Wang Hao memperkirakan, “tugas-tugas biasa seperti pembersihan dan penataan dapat mencapai kemandirian penuh dalam waktu 1 hingga 2 tahun. Tapi untuk mencapai closed loop pada semua tugas rumah tangga, mungkin waktunya bisa lebih lama lagi.”
Ini sejalan dengan pernyataan CEO 自变量, Wang Qian. Wang Qian pernah menyebutkan dalam sebuah wawancara bahwa tahun ini mereka bisa melihat robot mencapai penerapan komersial dengan ROI yang positif. Kecepatan dorongan untuk skenario rumah tangga memang lebih lambat, tetapi juga lebih berjangka panjang.
Kembali ke kontroversi yang paling menjadi perhatian di lintasan kecerdasan berwujud saat ini: mana yang lebih ringan atau lebih berat—pilihan jalur teknis atau komersialisasi?
“Dalam hal kecerdasan berwujud, plafon prestasi yang dicapai dengan mengorbankan teknologi demi bisnis tidak akan tinggi. Plafon yang benar-benar tinggi adalah kolaborasi bisnis dan teknologi, dengan teknologi secara bertahap mendorong perkembangan bisnis.” Wang Hao berpendapat bahwa jalur utama 自变量 adalah membuat model dasar terus beriterasi ke depan. “Tapi ada satu hal: jangan membuat terlalu banyak sistem model pada skenario vertikal, untuk membuat banyak penggantian teknik demi implementasi. Misalnya, jika kamu mendapati robot punya blind spot pada visi, buat model kecil untuk mendeteksinya. Dalam jangka pendek, ini bisa membantu mempercepat implementasi, tetapi dalam jangka panjang itu akan membahayakan peningkatan model dasar.”

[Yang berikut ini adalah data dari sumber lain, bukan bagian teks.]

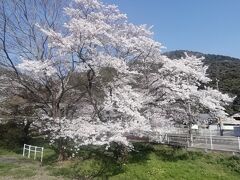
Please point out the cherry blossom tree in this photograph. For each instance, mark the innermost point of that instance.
(94, 77)
(178, 92)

Keteguhan ini sesuai dengan logika pemilihan skenario 自变量—dasar pertama memilih skenario adalah apakah ia bisa memberi umpan balik untuk kemampuan model dasar. “Bukan berarti kamu dulu membuat teknologi sepenuhnya general dulu, baru memikirkan skenario. Justru sebaliknya: skenario memberimu iterasi; iterasi membuat model dasar menjadi lebih kuat; model dasar yang lebih kuat kemudian memberikan umpan balik ke bisnis. Dengan begitu barulah bisa terbentuk closed loop yang utuh.”
Ia mengungkapkan bahwa investasi untuk model dasar selalu sangat tinggi. Sejak hari pertama perusahaan berdiri, mereka sudah berinvestasi besar-besaran pada data, komputasi, dan infrastruktur dasar. “Begitu efek skala terbentuk, ketika kamu menginvestasikan 10 kali sumber daya untuk meraih keunggulan, efek pengumpulan sumber daya akan semakin terlihat; kamu akan mengungguli orang lain dalam kecepatan dengan keunggulan pada skala. Semakin awal mulai, semakin ada keunggulan. Semakin terlambat mulai, semakin sulit untuk jadi.”